平成7年、日韓国交回復三〇周年記念映画として両国制作による映画「愛の黙示録」が公開された。日韓併合時代から戦後30年間にかけて、韓国の木浦で約3000人の孤児達の母親として生きた田内千鶴子の一生を描いた作品である。

 

千鶴子は(大正元年)1911年に高知県若松市で生まれ、父は朝鮮総督府の官吏であったが、20歳の時死別する。千鶴子は母と二人でそのまま朝鮮で生活をする。たまたまオルガンを習っていた生徒から、「木浦共生園」で奉仕をしないかとさせわて園をたずねる。尹致浩はその木浦共生園の園長であった。尹致浩は「乞食大将」と呼ばれ尊敬されていた。昭和13年(1938年)千鶴子は尹致浩と結婚する。

 

昭和20年、千鶴子も日本の敗戦で多くの日本人妻の様に居場所を失う。村民は親日家であるという理由で夫、尹致浩を襲ってきた。子供たちは千鶴子の前に立ちはだかって夫妻を守ろうとしたので村民も諦めて引き上げた。

 

しかし昭和25年(1950年)の朝鮮戦争で木浦は共産軍に占領される。運動場に集められ人民裁判を開いて園長夫妻を反動分子、親日反逆者と吊るし上げた。尹致浩は人民委員長を承諾させられ、「妻を処刑したほうがいいと思うものは手をあげてください」という。誰も手を上げるものはいなかった。「もし私の妻が日本人であるというだけで死刑にすべきだとお考えの方がいたら遠慮なく手を上げていただきたい」彼の毅然とした態度に村民は感動して拍手を贈ったのであった。一旦共産軍は引き上げるが園には孤児が溢れ返ることになる。夫尹致浩は食料調達のため出かけたきり消息がつかめなくなる。

 

昭和38年韓国政府から千鶴子に第18回光復節文化勲章国民章が授与される。昭和39年千鶴子は日本へ何十年ぶりかで帰国することになる。この日本帰国から韓国へ戻ってから千鶴子は体調を崩した、肺癌であった。
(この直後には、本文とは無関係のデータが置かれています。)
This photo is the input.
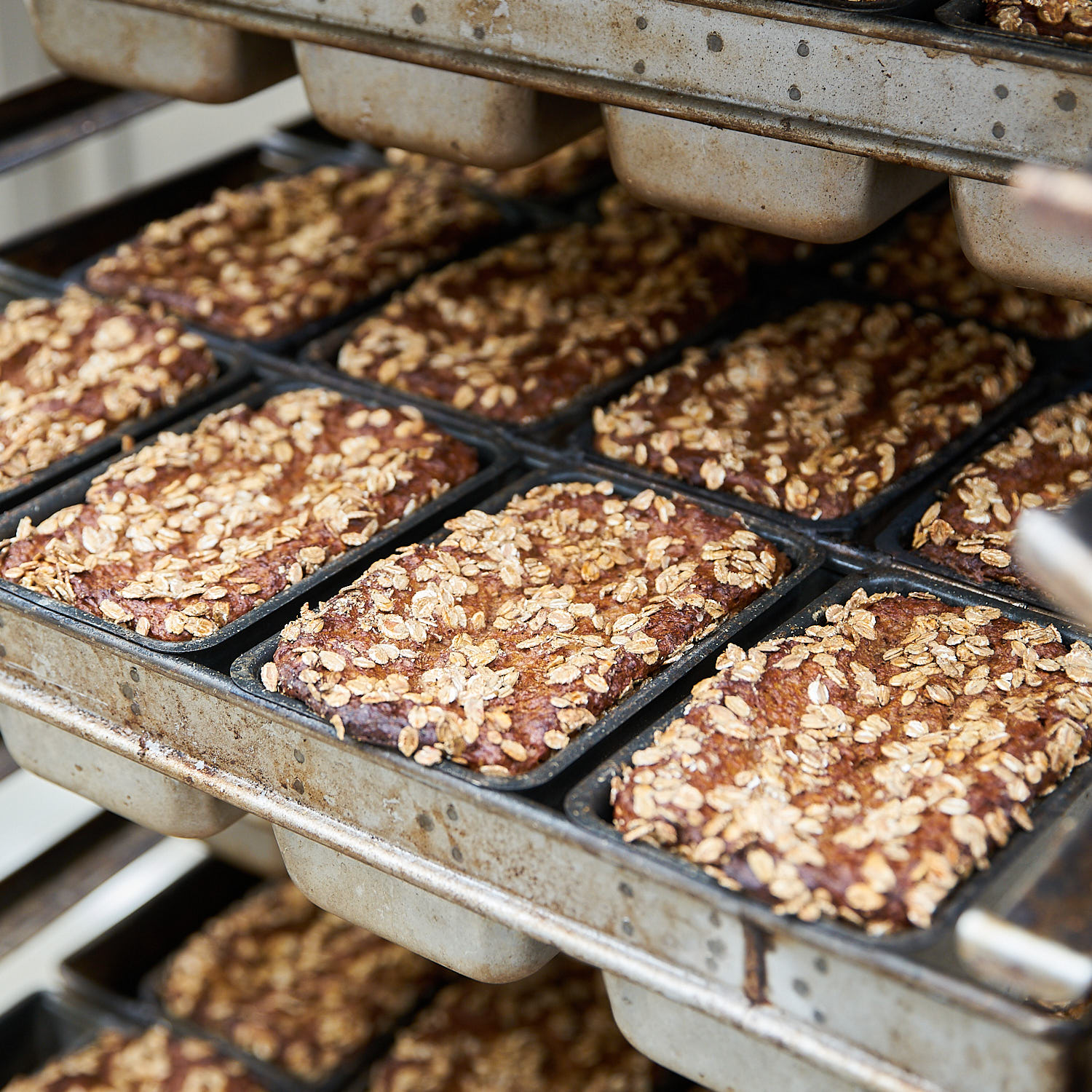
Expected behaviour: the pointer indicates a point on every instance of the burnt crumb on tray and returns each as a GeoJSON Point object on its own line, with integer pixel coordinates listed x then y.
{"type": "Point", "coordinates": [498, 644]}
{"type": "Point", "coordinates": [74, 369]}
{"type": "Point", "coordinates": [817, 414]}
{"type": "Point", "coordinates": [863, 769]}
{"type": "Point", "coordinates": [266, 261]}
{"type": "Point", "coordinates": [192, 531]}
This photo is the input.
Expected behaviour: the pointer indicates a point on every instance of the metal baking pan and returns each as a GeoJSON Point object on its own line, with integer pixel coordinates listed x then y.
{"type": "Point", "coordinates": [449, 115]}
{"type": "Point", "coordinates": [777, 186]}
{"type": "Point", "coordinates": [587, 804]}
{"type": "Point", "coordinates": [854, 530]}
{"type": "Point", "coordinates": [232, 373]}
{"type": "Point", "coordinates": [805, 557]}
{"type": "Point", "coordinates": [113, 781]}
{"type": "Point", "coordinates": [895, 539]}
{"type": "Point", "coordinates": [494, 460]}
{"type": "Point", "coordinates": [1002, 238]}
{"type": "Point", "coordinates": [153, 50]}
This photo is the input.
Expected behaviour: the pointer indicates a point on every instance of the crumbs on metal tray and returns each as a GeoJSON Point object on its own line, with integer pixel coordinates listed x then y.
{"type": "Point", "coordinates": [190, 532]}
{"type": "Point", "coordinates": [863, 769]}
{"type": "Point", "coordinates": [495, 646]}
{"type": "Point", "coordinates": [818, 413]}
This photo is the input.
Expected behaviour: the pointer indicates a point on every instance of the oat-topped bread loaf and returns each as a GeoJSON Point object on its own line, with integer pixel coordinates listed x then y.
{"type": "Point", "coordinates": [153, 1061]}
{"type": "Point", "coordinates": [1069, 20]}
{"type": "Point", "coordinates": [556, 175]}
{"type": "Point", "coordinates": [520, 331]}
{"type": "Point", "coordinates": [1043, 464]}
{"type": "Point", "coordinates": [292, 984]}
{"type": "Point", "coordinates": [190, 532]}
{"type": "Point", "coordinates": [497, 644]}
{"type": "Point", "coordinates": [552, 1032]}
{"type": "Point", "coordinates": [72, 369]}
{"type": "Point", "coordinates": [816, 414]}
{"type": "Point", "coordinates": [925, 264]}
{"type": "Point", "coordinates": [264, 261]}
{"type": "Point", "coordinates": [864, 768]}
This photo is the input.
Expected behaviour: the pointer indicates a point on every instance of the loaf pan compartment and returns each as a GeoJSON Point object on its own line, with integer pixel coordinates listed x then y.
{"type": "Point", "coordinates": [805, 557]}
{"type": "Point", "coordinates": [116, 43]}
{"type": "Point", "coordinates": [465, 118]}
{"type": "Point", "coordinates": [494, 460]}
{"type": "Point", "coordinates": [113, 781]}
{"type": "Point", "coordinates": [587, 804]}
{"type": "Point", "coordinates": [761, 183]}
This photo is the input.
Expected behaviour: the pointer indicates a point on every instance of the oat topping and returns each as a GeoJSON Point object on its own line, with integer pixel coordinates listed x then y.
{"type": "Point", "coordinates": [264, 261]}
{"type": "Point", "coordinates": [518, 332]}
{"type": "Point", "coordinates": [498, 644]}
{"type": "Point", "coordinates": [552, 1032]}
{"type": "Point", "coordinates": [1069, 20]}
{"type": "Point", "coordinates": [556, 175]}
{"type": "Point", "coordinates": [926, 264]}
{"type": "Point", "coordinates": [190, 532]}
{"type": "Point", "coordinates": [864, 768]}
{"type": "Point", "coordinates": [74, 368]}
{"type": "Point", "coordinates": [292, 984]}
{"type": "Point", "coordinates": [154, 1061]}
{"type": "Point", "coordinates": [816, 414]}
{"type": "Point", "coordinates": [1043, 464]}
昭和42年、大坂の博愛社との姉妹提携を結ぶ。その結縁式のあと千鶴子は再び倒れるのである。ソウルの病院に入院するが「梅干が食べたい」と言いながら意識を失う。昭和43年10月30日の誕生日に57歳で亡くなるのである。葬儀は市民葬で行われた。3万人の市民が参加したという。

 

紹介した日本人たち併合時代いずれも朝鮮人以上に当朝鮮を愛し、朝鮮と朝鮮人のために尽力した日本人ばかりだ。共通して言えることは日本の敗戦と同時に日本人であるだけで大変な困難を経験した。

 

現在韓国は日帝強占下反民族行為真相糾明に関する特別法(2004年公布)や親日反民族行為者財産の国家帰属に関する特別法(2005年公布)によって併合当時の親日家を未だ卑しめている。このような行為は、本当に愚かだであるし、このような野蛮なことがこの21世紀に堂々とおこなられている民主主義国家というのはいかなる民族であろうかと世界中が軽蔑の眼で見ていると思う。